# Entry Permit visa after Ministry of Labour approval



## aa_alan111 (May 9, 2016)

Hi All,

I have signed a job offer with a firm in Dubai, and have been told by the HR that the work permit application has been approved by Labour department. I was told that the entry permit will be issued in 1-2 days. This was 7 days ago, and I am now still awaiting entry permit issuance. 

How many days does it take generally to get the visa after labour approval? 
Are their any chances of visa delays or rejections after the Ministry of labour has approved the visa?

Appreciate all your help.


----------



## Reddiva (Feb 24, 2016)

Anything up to 2 weeks, there shouldn't be any delays providing all is okay.
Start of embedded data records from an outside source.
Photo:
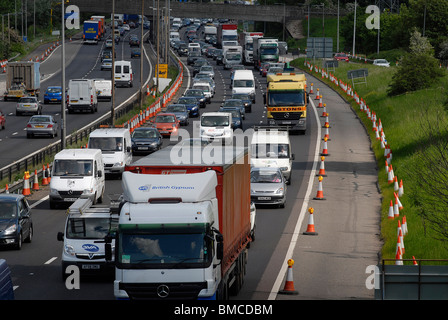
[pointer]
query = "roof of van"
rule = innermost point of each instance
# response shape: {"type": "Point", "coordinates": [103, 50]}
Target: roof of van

The company would only know if it has been rejected when it happens and then in turn would inform you


----------



## aa_alan111 (May 9, 2016)

Reddiva said:


> Anything up to 2 weeks, there shouldn't be any delays providing all is okay. The company would only know if it has been rejected when it happens and then in turn would inform you


Thank you for the reply Reddiva. That is very helpful!! 
Hopefully there should be no problems with entry permit, apart from the time they take to issue it. Dont see anyone saying that their visa was approved by labour ministry, and then they did not receive the work permit.


----------